The objectification of women, rape, murder, invasion of privacy and addiction were all covered superbly during the TV show’s first season, and built upon during its 13-episode long season two run as well.
As much as the writing, acting and musical score have been lauded, it is the issues above that will have been debated for days and weeks on end – and anything that helps to raise such issues and get them in the public domain is good in whatever form of media it takes.
[SPOILER WARNING]: Spoilers for Jessica Jones Season Two may follow from this point onwards!
One theme that wasn’t truly touched upon – or, rather, was given a much broader and wider scope this time around – was something that has become its own hot topic in the real world with the rise of the #MeToo movement borne out of the Harvey Weinstein scandal.
Jessica Jones‘ portrayal of strong, confident and badass women has helped to bring feminism and equal rights regarding gender back to the forefront of conversations and, alongside the mass movements and demonstrations that have emerged in the past six months, should be applauded.
But what season two of Jessica Jones also shows is that, regardless of how strong or broad-shouldered or heroic someone appears, internal struggles are never too far away.
The characters in Jessica Jones all display their own insecurities and vulnerable sides throughout the show – male and female it should be noted – and those badges of self-doubt help to shape each individual and flesh out their personalities and ideologies.
Jessica – wonderfully portrayed by Krysten Ritter – fears letting anyone get close to her again after the death of her family. Trish Walker (Rachael Taylor), meanwhile, rails against not being a superhero herself and longs to be ‘the good’ that she sees in Jessica, even if the latter doesn’t see it.
Even lawyer Jeri Hogarth (Carrie-Anne Moss) sheds her tough exterior as she comes to terms with her amyotrophic lateral sclerosis (ALS) disease – going through the whole five stages of grief as she’s reduced to tears during one particularly emotional moment.
It’s proof that even the hardiest of souls can be beset by negative thoughts and feelings, and shows that anyone, no matter their gender, sexual orientation, creed or race can be afflicted by uncertainty.
What does this tell us overall?
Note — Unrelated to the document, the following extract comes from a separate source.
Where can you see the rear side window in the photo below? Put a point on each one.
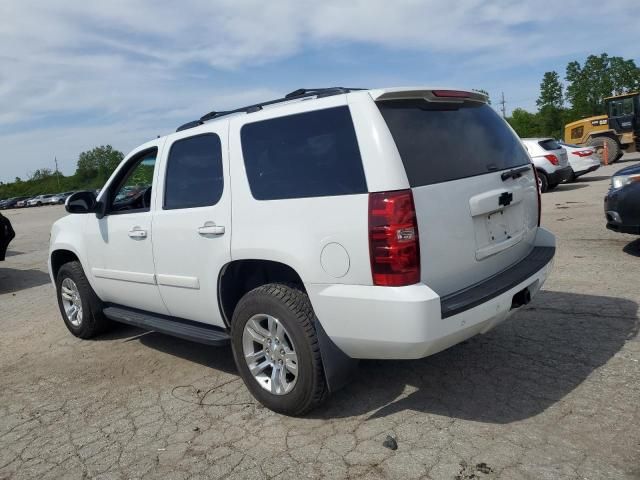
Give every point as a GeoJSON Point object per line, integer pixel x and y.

That being strong and independent are perfectly sound qualities to possess. But, in equal measure, that it’s okay to take off the mask or break down the walls and allow people to be vulnerable. There’s nothing to be embarrassed about or ashamed of for letting others in and expressing emotion.
Jessica Jones does plenty right through its medium, but it is perhaps its willingness to bring these difficult discussions to the fore that stands it out from the crowd and makes it a must watch for any TV fanatic – no matter what your knowledge of comic book lore is.